Table of Contents

Class TaggedPdfReaderTool

Namespace
iText.Kernel.Utils
Assembly
itext.kernel.dll

Converts a tagged PDF document into an XML file.

public class TaggedPdfReaderTool
Inheritance
TaggedPdfReaderTool
Inherited Members

Constructors

TaggedPdfReaderTool(PdfDocument)

Constructs a TaggedPdfReaderTool via a given PdfDocument.

public TaggedPdfReaderTool(PdfDocument document)

Parameters

document PdfDocument

the document to read tag structure from

Fields

document

protected PdfDocument document

Field Value

PdfDocument

out

protected StreamWriter @out

Field Value

StreamWriter

parsedTags

protected IDictionary<PdfDictionary, IDictionary<int, string>> parsedTags

Field Value

IDictionary<PdfDictionary, IDictionary<int, string>>

rootTag

protected string rootTag

Field Value

string

Methods

ConvertToXml(Stream)

Converts the current tag structure into an XML file with default encoding (UTF-8).

public virtual void ConvertToXml(Stream os)

Parameters

os Stream

the output stream to save XML file to

ConvertToXml(Stream, string)

Converts the current tag structure into an XML file with provided encoding.
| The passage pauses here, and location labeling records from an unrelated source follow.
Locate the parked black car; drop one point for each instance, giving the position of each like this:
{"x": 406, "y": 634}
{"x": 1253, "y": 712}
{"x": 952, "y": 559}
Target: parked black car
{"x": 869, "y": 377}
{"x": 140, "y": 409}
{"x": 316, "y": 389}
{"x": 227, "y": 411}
public virtual void ConvertToXml(Stream os, string charset)

Parameters

os Stream

the output stream to save XML file to

charset string

the charset of the resultant XML file

EscapeXML(string, bool)

NOTE: copied from itext5 XMLUtils class Escapes a string with the appropriated XML codes.
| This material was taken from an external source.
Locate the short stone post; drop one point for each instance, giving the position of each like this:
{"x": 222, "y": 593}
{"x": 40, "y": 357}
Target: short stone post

protected static string EscapeXML(string s, bool onlyASCII)

Parameters

s string

the string to be escaped

onlyASCII bool

codes above 127 will always be escaped with &#nn; if true

Returns

string

the escaped string

FixTagName(string)

Fixes specified tag name to be valid XML tag.

protected static string FixTagName(string tag)

Parameters

tag string

tag name to fix

Returns

string

fixed tag name.

InspectAttributes(PdfStructElem)

Inspects attributes dictionary of the StructTreeRoot child.
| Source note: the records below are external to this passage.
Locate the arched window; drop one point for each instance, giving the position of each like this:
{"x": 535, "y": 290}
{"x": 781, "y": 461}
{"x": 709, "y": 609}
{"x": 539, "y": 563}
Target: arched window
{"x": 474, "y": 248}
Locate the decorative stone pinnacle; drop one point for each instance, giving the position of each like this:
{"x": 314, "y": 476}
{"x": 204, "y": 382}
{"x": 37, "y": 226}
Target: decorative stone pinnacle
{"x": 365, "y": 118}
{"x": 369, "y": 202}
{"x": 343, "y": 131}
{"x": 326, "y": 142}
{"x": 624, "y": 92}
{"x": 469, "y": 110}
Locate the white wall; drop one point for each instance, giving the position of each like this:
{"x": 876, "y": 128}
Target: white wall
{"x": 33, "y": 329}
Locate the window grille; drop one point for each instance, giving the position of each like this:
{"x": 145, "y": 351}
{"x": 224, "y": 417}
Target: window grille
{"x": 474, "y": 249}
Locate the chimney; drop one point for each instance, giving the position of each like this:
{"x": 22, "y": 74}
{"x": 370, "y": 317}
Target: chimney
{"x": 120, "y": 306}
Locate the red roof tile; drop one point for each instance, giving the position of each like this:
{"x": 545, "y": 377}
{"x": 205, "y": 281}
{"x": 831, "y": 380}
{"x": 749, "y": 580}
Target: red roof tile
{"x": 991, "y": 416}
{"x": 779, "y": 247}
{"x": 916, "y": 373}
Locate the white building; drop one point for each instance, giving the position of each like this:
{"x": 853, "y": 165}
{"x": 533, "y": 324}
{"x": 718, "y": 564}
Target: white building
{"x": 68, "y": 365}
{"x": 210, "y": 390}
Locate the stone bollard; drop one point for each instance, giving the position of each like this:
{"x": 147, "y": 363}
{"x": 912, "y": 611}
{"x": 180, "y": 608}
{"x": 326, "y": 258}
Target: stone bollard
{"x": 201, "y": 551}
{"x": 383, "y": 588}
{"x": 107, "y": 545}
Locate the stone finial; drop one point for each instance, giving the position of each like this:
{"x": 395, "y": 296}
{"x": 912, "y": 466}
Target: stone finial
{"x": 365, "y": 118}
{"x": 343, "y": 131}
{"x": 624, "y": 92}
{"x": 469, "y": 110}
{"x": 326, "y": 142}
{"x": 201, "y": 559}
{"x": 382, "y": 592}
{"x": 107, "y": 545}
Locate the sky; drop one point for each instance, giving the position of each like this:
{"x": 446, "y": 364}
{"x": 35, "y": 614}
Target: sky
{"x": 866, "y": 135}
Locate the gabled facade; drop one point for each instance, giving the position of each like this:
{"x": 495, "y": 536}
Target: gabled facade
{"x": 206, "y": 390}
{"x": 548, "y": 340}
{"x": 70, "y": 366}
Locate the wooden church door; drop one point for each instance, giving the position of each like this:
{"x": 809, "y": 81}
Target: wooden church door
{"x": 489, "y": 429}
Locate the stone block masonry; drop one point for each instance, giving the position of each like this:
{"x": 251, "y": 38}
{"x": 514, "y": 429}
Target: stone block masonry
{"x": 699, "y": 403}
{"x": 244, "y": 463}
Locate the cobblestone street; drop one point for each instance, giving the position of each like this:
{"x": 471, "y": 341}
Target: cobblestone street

protected virtual void InspectAttributes(PdfStructElem kid)

Parameters

kid PdfStructElem

the direct kid of the StructTreeRoot

InspectKid(IStructureNode)

Inspect the child of the StructTreeRoot.

protected virtual void InspectKid(IStructureNode kid)

Parameters

kid IStructureNode

the direct kid of the StructTreeRoot

InspectKids(IList<IStructureNode>)

Inspect the children of the StructTreeRoot.

protected virtual void InspectKids(IList<IStructureNode> kids)

Parameters

kids IList<IStructureNode>

list of the direct kids of the StructTreeRoot

IsValidCharacterValue(int)

Checks if a character value should be escaped/unescaped.

public static bool IsValidCharacterValue(int c)

Parameters

c int

a character value

Returns

bool

true if it's OK to escape or unescape this value.

ParseTag(PdfMcr)

Parses tag of the Marked Content Reference (MCR) kid of the StructTreeRoot.

protected virtual void ParseTag(PdfMcr kid)

Parameters

kid PdfMcr

the direct PdfMcr kid of the StructTreeRoot

SetRootTag(string)

Sets the name of the root tag of the resultant XML file

public virtual TaggedPdfReaderTool SetRootTag(string rootTagName)

Parameters

rootTagName string

the name of the root tag

Returns

TaggedPdfReaderTool

this object